Ruff suggests that future studies with TBI patients include multiple treatment interventions and rehabilitation strategies “either as components of the intervention or standardized across study treatment groups.”
Source and Method
The COBRIT study included 1,213 patients with varying degrees of TBI at eight different trauma centers across the United States. Zafonte and his colleagues examined the effects of 2,000 milligrams of oral citicoline versus placebo, all first administered within 24 hours of the initial injuries, and all given as regular doses over the course of 90 days.
Results from the citicoline groups did not differ from the placebo groups after the 90-day administration period.
According to study authors, “The COBRIT study indicates that citicoline was not superior to placebo as an acute and post-acute therapy among participants with a broad range of severity of TBI. The worldwide use of citicoline should now be questioned.”
Many factors influence the efficacy of medical treatments following a TBI, including the immediacy of treatment, location and extent of injury, and other health problems that may affect the speed and completeness of recovery.
Citicoline is unlikely to harm patients because it is a substance already present in the brain, and its use will most likely continue as one aspect of drug therapy following a TBI, often in conjunction with other drugs.
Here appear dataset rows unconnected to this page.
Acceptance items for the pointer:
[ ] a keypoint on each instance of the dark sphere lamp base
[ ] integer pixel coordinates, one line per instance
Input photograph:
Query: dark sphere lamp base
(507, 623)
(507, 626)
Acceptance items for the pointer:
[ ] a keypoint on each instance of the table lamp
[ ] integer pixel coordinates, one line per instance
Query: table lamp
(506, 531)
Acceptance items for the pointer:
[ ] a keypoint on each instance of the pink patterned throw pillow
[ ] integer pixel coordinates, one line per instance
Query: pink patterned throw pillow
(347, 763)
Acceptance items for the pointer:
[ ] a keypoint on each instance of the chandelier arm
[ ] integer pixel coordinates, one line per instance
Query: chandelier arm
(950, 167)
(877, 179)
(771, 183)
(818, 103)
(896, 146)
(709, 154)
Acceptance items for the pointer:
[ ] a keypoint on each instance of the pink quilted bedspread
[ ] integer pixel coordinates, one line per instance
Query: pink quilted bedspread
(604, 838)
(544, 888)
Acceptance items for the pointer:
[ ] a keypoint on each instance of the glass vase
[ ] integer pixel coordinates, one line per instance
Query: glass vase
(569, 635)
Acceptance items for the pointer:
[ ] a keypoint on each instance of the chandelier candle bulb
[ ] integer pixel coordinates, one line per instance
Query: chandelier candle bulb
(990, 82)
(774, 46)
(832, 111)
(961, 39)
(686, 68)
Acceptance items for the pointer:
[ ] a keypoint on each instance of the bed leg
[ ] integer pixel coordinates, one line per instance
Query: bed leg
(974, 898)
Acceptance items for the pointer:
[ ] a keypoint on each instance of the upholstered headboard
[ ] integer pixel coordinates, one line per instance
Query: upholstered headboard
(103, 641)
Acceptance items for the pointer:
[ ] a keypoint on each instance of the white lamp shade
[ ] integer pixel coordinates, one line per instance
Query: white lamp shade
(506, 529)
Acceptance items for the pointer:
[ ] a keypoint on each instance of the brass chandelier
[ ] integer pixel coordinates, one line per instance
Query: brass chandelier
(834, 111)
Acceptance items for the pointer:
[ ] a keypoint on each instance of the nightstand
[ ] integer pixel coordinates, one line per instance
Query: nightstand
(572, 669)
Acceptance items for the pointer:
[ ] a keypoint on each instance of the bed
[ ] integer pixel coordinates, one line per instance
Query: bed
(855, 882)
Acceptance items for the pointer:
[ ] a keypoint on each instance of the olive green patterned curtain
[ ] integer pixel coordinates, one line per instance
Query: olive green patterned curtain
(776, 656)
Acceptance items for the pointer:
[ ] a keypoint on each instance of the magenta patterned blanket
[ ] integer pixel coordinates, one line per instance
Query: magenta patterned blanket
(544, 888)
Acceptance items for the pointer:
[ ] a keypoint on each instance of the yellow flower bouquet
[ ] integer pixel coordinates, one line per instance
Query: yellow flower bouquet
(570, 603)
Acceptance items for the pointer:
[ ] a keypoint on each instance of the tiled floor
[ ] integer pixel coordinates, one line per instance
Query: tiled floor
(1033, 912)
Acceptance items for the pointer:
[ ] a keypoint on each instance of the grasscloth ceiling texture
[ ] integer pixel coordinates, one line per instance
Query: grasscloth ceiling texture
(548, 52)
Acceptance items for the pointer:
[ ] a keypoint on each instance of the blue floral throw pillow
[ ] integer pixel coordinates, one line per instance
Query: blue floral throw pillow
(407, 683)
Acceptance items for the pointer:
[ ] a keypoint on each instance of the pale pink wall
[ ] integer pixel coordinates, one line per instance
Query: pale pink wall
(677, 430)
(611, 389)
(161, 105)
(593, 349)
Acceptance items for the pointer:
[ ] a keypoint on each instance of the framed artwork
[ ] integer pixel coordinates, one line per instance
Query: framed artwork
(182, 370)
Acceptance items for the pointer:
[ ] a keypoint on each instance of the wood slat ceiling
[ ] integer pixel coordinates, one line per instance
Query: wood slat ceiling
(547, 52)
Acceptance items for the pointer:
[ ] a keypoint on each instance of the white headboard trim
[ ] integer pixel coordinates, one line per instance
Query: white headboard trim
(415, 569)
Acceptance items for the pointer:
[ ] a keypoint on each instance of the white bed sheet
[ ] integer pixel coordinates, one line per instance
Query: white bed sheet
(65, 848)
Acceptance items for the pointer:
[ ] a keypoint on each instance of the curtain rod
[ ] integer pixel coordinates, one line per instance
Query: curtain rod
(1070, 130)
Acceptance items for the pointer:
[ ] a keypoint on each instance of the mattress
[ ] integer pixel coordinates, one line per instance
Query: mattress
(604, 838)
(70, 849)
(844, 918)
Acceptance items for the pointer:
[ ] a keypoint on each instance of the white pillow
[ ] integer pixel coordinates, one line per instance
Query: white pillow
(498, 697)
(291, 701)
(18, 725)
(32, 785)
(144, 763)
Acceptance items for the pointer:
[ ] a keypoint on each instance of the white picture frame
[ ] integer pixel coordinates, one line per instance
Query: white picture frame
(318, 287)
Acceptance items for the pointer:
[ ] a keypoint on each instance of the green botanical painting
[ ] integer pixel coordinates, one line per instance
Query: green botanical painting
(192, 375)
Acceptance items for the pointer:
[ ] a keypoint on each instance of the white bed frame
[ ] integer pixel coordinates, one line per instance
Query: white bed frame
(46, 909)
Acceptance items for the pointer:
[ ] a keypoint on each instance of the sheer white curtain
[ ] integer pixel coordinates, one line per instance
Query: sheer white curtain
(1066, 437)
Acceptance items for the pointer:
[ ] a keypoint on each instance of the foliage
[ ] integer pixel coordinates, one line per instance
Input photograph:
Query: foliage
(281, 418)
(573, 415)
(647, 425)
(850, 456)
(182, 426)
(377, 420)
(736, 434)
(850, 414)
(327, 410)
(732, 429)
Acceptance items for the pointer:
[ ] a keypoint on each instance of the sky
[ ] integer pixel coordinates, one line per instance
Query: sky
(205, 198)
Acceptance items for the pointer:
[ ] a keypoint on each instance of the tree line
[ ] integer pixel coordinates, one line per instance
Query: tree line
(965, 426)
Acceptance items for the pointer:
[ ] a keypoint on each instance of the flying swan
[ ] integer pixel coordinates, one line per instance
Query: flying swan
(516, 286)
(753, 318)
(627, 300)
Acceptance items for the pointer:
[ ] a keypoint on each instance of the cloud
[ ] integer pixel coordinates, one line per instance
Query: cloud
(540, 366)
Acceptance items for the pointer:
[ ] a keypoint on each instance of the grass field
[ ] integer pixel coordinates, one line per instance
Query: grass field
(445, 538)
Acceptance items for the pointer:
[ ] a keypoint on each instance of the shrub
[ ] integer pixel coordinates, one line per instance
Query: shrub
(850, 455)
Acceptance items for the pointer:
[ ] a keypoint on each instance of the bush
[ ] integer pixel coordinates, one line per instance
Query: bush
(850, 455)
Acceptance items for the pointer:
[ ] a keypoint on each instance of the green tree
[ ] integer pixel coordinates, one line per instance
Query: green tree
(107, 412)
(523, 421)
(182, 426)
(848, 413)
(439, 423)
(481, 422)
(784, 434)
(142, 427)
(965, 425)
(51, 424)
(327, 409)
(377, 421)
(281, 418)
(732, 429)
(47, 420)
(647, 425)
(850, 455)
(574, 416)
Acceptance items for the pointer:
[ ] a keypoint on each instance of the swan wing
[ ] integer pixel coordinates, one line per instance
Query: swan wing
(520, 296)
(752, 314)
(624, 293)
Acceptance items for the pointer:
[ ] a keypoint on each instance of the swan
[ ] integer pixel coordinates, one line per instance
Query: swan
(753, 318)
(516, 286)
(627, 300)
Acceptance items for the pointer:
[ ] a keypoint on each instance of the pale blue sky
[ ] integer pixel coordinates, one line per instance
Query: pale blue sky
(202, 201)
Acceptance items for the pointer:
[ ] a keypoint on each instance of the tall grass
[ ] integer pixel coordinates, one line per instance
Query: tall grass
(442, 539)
In a 2000 study published in the Journal of Neurosurgery, citicoline produced positive results on secondary brain injuries such as brain edema (increase in water retention in the injured cortex).
In that study, “[Citicoline] demonstrated neuroprotective effects on brain edema and blood-brain barrier breakdown in the injured cortex and hippocampus after brain injury in lab rats” and “appeared to exert neuroprotective effects through different pathways.”
Another study from 2009 published in the Journal of Neurotrauma showed citicoline’s positive results in improving cerebral blood flow, memory, and focal motor deficits in those patients classified with “mild” TBIs.